Damn Yankees with the Nuge kicks ass; Bad Company without Paul Rodgers licks it



By Steve Newton

Oh man—talk about going back in time! There was Ted Nugent riffing out on “Cat Scratch Fever” and screeching like he had a severe case of it. There was former Styx guitarist Tommy Shaw whipping his still-blond locks every which way while churning out “Renegade” like it was 1975. And there was Bad Company—well, the original drummer, anyway—resurrecting tunes that I first heard on eight-track. Seventies heaven…or was it hell?

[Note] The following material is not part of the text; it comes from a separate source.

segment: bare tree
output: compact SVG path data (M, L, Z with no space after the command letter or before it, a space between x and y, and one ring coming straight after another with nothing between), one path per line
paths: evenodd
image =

Actually, it was a little bit of both.

Nugent has always been a hedonistic super-hero of raunchy guitar, and his maniacal persona and dangerous riffs saved the day at the Coliseum last Friday (March 15). Shirtless, in a long zebra-patterned cape and his trademark headband, the Nuge put on the kind of frenzied performance with Shaw and his Damn Yankees cohorts that you just don’t see enough of these days. Sure he’s crude, sure he’s macho, sure he thinks he’s shit-hot, but hey—at least he’s not faking it!

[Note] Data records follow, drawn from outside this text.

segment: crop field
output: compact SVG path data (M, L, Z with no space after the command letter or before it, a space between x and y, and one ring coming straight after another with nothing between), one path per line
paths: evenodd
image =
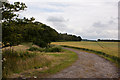
M119 42L81 41L81 42L53 42L52 44L92 49L92 50L104 52L112 56L120 57L118 55L119 48L120 48L120 45L118 45Z

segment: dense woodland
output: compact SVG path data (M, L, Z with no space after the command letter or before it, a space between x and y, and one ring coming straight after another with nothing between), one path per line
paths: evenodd
M58 33L50 26L35 21L34 17L19 18L19 14L15 14L26 8L27 6L22 2L14 2L14 4L3 2L1 8L3 46L33 42L40 47L47 47L52 41L81 41L80 36Z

That’s more than I could say for the supposed headliner.

It’s hard to believe that Bad Company drummer Simon Kirke still has the nerve to cash in on the band’s name after guitarist Mick Ralphs finally threw in the towel last year. Now it’s like going to see The Who without either Daltrey or Townsend—and that’s a rip.

A good percentage of the Coliseum crowd didn’t seem to mind current vocalist Brian Howe’s attempts at re-creating the magic of original singer Paul Rodgers on old hits like “Feel Like Making Love” and “Can’t Get Enough”, but I couldn’t get into it. Only when Kirke and his hired guns tackled the post-Rodgers material—tunes from Dangerous Age and the recent Holy Water album—did they sound part-way genuine.

But what really ticked me off was Bad Company’s stars-and-stripes backdrop, which closely resembled an American flag. For a band whose roots are in classic British bands like Free, Mott the Hoople, and King Crimson, this seemed like the ultimate treason.